Mis en place en 1993 par l'ONU avec pour mission de juger les plus hauts responsables, le TPIY doit fermer ses portes fin 2014. La mission des justices locales, chargées des dossiers moins importants, s'étendra dans le meilleur des cas sur plus d'une décennie, estiment des experts.

"Nous (juges et procureurs) avons toujours existé, mais il n'y a pas eu de volonté politique pour qu'on fasse notre travail" à l'époque des conflits, affirme le procureur serbe pour crimes de guerre, Vladimir Vukcevic.

"Si on avait fait notre travail, Srebrenica, Sarajevo et Vukovar n'auraient pas eu lieu", ajoute-t-il en mentionnant les lieux des pires massacres durant les conflits de Bosnie (1992-95) et Croatie (1991-95).

Plus de 130.000 personnes ont été tuées dans les conflits qui ont suivi l'éclatement de la Yougoslavie dans les années 1990, dont quelque 100.000 en Bosnie.

A ce jour, la justice serbe a inculpé 145 personnes, dont 63 ont été condamnées à des peines de prison.

En Bosnie, la Cour d'Etat compte pas moins de 4.500 suspects, précise son procureur Dragan Corlija.
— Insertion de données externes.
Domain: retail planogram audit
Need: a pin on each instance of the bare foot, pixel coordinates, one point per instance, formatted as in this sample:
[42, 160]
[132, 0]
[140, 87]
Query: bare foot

Dans mille autres dossiers, les enquêtes n'ont pas encore démarré, ou les auteurs ne sont pas connus.

Sept ans après la mise en place de cette cour, 240 personnes ont été inculpées, et seulement 90 verdicts définitifs ont été prononcés.

"Des criminels (de guerre) se promènent dans les rues à travers la Bosnie. Ce n'est pas un secret", remarque Yury Afanasiev, un responsable de l'ONU impliqué dans des projets de renforcement de la justice bosnienne.

Le gouvernement bosnien a adopté en 2008 une stratégie visant à achever en 15 ans la plus grande partie des affaires de crimes de guerre, mais plus personne ne croit à ce délai.

"La Cour d'Etat (...) ne réussira pas seule et un appui à tous les niveaux de justice est nécessaire", a déclaré récemment à Sarajevo le procureur du TPIY, Serge Brammertz.

Ainsi, nombre de dossiers devront être cédés à une quinzaine de tribunaux régionaux, précise un magistrat local, Milorad Novkovic.

"La réconciliation des peuples de Bosnie (Serbes, Croates, musulmans, ndlr) dépend du succès de la stratégie", dit-il.

Dans les Balkans, à l'exception des procès "plaider coupable", qu'ils émanent du TPIY ou des tribunaux locaux, les verdicts sont constamment contestés et les condamnés sont souvent considérés comme des héros innocents par leurs communautés.

"Tout le monde soutient le principe de la punition des crimes des guerre (...) mais chaque communauté refuse d'accepter que des crimes aient été commis par son camp", explique l'analyste Esad Hecimovic.

En Bosnie, le mandat des procureurs et juges internationaux engagés auprès de la justice bosnienne s'achève fin 2012. Au Kosovo, en revanche, ces dossiers sont toujours gérés par des magistrats internationaux.

Souvent critiquée par Bruxelles pour la gestion de ce genre de procès, la Croatie, qui doit adhérer à l'Union européenne en 2013, a nettement amélioré la situation sous la pression du processus d'adhésion, selon des ONG locales.

Dans la région, des dizaines de suspects abusent de leur double nationalité pour fuir d'un pays à l'autre, profitant de l'absence de traités d'extradition.

Les parquets espèrent que leurs pays signeront prochainement des accords leur permettant de juger les suspects dans le pays de résidence et de mettre ainsi fin à leur impunité.